Anna Marie Jernigan (born July 15, 1998), better known by the ring name Anna Jay, is an American professional wrestler. She is signed to All Elite Wrestling, where she performs under the ring name Anna Jay A.S., and is a member of the  Jericho Appreciation Society stable.

Professional wrestling career

Independent circuit (2018–2020) 
Jay started training at One Fall Power Factory in July 2018. In April 2019 during training, she suffered a shoulder injury that required surgery and was out of action for 4 to 6 months. On September 14, 2019, Jay made her debut at Glacier's charity event "The Battle of Altama". In January 2020, Jay defeated Thunder Blonde in a hair vs. hair match at a Georgia Premier Wrestling event.

All Elite Wrestling (2020–present) 
Jay made her first appearance in All Elite Wrestling (AEW) on April 1, 2020, losing to Hikaru Shida in singles competition on Dynamite. She was announced as having signed with the company that same month. Following a loss to  Abadon on the June 17 episode of Dynamite, she was then helped backstage by The Dark Order. Jay teamed with Tay Conti in the AEW Women's Tag Team Cup Tournament: The Deadly Draw. They advanced in the quarterfinals by defeating Nyla Rose and Ariane Andrew but lost to Ivelisse and Diamante during the semifinals. She was officially introduced as a member of The Dark Order on the August 27 episode of Dynamite. On the November 25 episode of Dynamite, Jay challenged Shida for the AEW Women's World Championship in a losing effort. On December 30, she and Conti defeated Britt Baker and Penelope Ford on the special episode of Dynamite and tribute to deceased leader of The Dark Order, Brodie Lee, dubbed the Brodie Lee Celebration of Life. In February 2021, Jay was set to compete in the AEW Women's World Championship Eliminator Tournament but was taken off after suffering a shoulder injury during training. She underwent surgery the following month, and was expected not to wrestle for 6–12 months.
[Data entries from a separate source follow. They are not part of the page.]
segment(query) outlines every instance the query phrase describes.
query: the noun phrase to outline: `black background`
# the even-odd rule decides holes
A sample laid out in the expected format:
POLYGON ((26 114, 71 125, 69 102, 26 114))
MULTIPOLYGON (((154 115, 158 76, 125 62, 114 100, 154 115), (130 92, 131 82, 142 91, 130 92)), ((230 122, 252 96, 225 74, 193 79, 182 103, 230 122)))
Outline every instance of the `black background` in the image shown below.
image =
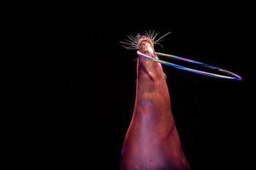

Jay returned from injury on the September 1 episode of Dynamite, saving Conti from an attack by Ford and The Bunny after Conti defeated Ford in a match. In November, Jay competed in the TBS Women's Championship Tournament, where she lost to Jamie Hayter in the first round. After months of feuding, the team of Jay and Conti defeated the team of Ford and The Bunny in a street fight on December 31 on Rampage. Jay then challenged Jade Cargill for the AEW TBS Championship in the main event of the January 21, 2022 edition of Rampage, where she was unsuccessful.  On May 29, Jay faced Cargill for the championship again at Double or Nothing where she was unsuccessful again. On July 20, during Night 2 of Fyter Fest, Jay turned heel by attacking Ruby Soho, thus reuniting with Conti and joining the Jericho Appreciation Society. After her heel turn, Jay would go on to defeat Ruby Soho during the Rampage portion of Fight for the Fallen, choking Soho out with her own arm brace. 

Her heel turn would also see a gimmick change for Jay, who would  often threaten to choke people out and even do so twice during backstage interviews. She would also adopt the new ring name of Anna Jay A.S. as a reference to her new stable, while also being referred by her original name. Jay and Melo would continue their feud with Soho throughout the rest of 2022 and the beginning of 2023, with Jay and Melo beating Soho and Willow Nightingale in a tag team match on the December 28 episode of Dynamite and Soho and Nightingale beating them in a street fight on the January 11, 2023 episode of Rampage.

Personal life
On June 28, 2021, Jay revealed over social media that she is currently in a relationship with fellow AEW wrestler Jack Perry.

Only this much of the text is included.